Tuesday, May 8, 2012

Alice (Něco z Alenky)

Alice (Něco z Alenky)

Другие названия:
Алиса (Russia)
Режиссер: Jan Svankmajer
Год: 1988
Страна: Чехословакия
Западная Германия
Время: 86 минут
Жанр: Animation / Fantasy / Horror

Когда Алиса следует за Белым Кроликом в Страну чудес, начинаются ее приключения в удивительном мире детских фантазий,
она преодолевает многие опасности и спасает сказочную страну от злой Дамы Червей.Объединяя методы мультипликации и
живого действия, чешский аниматор Ян Шванкмайер создал шедевр кино, поразительно интерпретировав первоначальную идею
классического рассказа Льюиса Кэррола.

There have been many vastly differing screen versions of Lewis Carroll’s phantasmagoric children’s nonsense tale, dating back to a star packed – Cary Grant, W.C.Fields, et al – Hollywood misfire in 1933, to Disney’s rather soporific 1951 animated version to a Jonathan Miller TV take and the 1972 Alice’s Adventures in Wonderland. There was even a rather hilariously awful adult version in 1976 with Kristine de Bell doing more than just taking tea with the Mad Hatter. Carroll’s tale was always a surrealist’s fantasy before the very term was invented, a dark tale with undeniable erotic subtexts which Svankmajer more than acknowledges in his version, for those with eyes to see. Compatriot Milos Forman called it a mixture of Disney and Buñuel, and he wasn’t far wrong.

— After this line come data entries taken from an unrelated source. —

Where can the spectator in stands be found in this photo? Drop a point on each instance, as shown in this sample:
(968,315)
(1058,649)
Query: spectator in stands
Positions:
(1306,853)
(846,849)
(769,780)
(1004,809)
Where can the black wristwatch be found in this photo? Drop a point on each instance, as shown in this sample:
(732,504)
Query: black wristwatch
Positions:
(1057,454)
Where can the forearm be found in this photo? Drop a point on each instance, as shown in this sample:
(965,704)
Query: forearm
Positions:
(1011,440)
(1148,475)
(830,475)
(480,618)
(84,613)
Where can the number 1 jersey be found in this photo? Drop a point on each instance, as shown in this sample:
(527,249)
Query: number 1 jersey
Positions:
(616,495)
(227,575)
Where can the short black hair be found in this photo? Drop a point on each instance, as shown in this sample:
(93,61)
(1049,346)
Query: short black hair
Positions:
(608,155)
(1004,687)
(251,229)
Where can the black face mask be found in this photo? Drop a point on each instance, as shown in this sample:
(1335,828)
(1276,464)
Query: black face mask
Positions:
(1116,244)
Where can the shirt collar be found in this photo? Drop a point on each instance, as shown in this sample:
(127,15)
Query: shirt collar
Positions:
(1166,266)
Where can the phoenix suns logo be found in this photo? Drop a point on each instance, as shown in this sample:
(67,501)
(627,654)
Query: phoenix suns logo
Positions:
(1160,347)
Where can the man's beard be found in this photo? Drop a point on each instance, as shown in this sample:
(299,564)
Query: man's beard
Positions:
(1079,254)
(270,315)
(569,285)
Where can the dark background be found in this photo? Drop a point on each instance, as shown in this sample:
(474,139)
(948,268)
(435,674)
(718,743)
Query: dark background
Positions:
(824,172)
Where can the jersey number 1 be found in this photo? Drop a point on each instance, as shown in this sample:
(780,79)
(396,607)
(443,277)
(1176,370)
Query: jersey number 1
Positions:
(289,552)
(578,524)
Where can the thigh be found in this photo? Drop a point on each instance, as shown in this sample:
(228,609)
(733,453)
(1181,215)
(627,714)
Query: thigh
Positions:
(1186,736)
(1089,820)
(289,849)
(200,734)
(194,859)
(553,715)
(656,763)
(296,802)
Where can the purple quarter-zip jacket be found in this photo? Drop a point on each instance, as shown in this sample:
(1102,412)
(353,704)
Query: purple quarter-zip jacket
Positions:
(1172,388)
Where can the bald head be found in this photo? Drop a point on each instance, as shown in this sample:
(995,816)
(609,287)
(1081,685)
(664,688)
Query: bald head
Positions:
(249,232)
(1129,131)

Svankmajer was the greatest apprentice of great Czech puppeteer Jiri Trnka, and he was in his early fifties when he made Alice. He’d made his name with such disturbing animated short fantasies as Down to the Cellar and The Pit, the Pendulum and Hope, which, by their very titles, are anything but traditional children’s fare. He maintained that stance with the very opening words of Alice; “now you will see a film made for children…perhaps.” Alice is first seen by a stream, tossing rocks into it while her mother or nurse reads a book. Bored out of her mind, she imagines herself in her nursery, and a whole world opens up in front of her when a white stuffed rabbit – who loses stuffing very easily and is continually eating sawdust to replenish his vitals and then sewing himself back up together – enters and quickly departs her room, with a sharp looking pair of scissors. Alice chases him across a muddy field, and into the drawer of a desk, which she disappears into head-first. Her adventures see her take in meetings with the caterpillar (who creates himself with the help of false teeth and goes to sleep by sewing his eyes shut), the Mad Hatter, the March Hare (with a passion for smearing clocks with butter), the Dormouse (actually an animated fox fur that comes out to lick the cups clean) and the King and Queen of Hearts.

His vision is often a brutal and disturbing one, from the maniacal passion for the two dimensional Queen of Hearts for decapitation – and of the white rabbit to oblige with his scissors – to Alice’s being stoned inside a doll’s house, attacked by a menagerie of skeletal animals (including a bed with wings), and in Alice having an aquatic rat set up on top of her head in a water filled room, to start a fire by hammering two wooden stakes into her head. The whole sequence of Alice inside the room – the drink- and eat-me sections involve stale tarts and ink – and involving a cat flap-sized doors and being turned into an 18-inch high china doll, are triumphs of the animator’s art. So are his rare but memorable transformations from the inanimate to the animate, as piglets, chickens and hedgehogs appear out of nowhere. Equally dark are his visions of phallic caterpillar-like stuffed socks weaving in and out of holes in the floor and of cans of cockroaches. Even Alice herself is no saintly little girl, her natural inquisitiveness (she’s often seen peering round doors and into holes) tempered by moments of cruelty and viciousness.

Some complained at the fact that it does become a little repetitious, and can be a tiring exercise for those not willing to give in to its truly insane vision. Others perhaps rightly bemoaned the poor dubbing of the English language version. Yet these are minor flaws. Influenced not only by Trnka, but also by the great Wladyslaw Starewicz and, perhaps, by the dark Gothic live-action works of Jaromil Jires and Juraj Herz, it’s undoubtedly Svankmajer’s richest and darkest film. It may not be perfect, but I don’t think anyone could make a perfect version. It is sufficient to say it is a masterpiece of animation, and truer to Carroll’s vision than one can have a right to expect.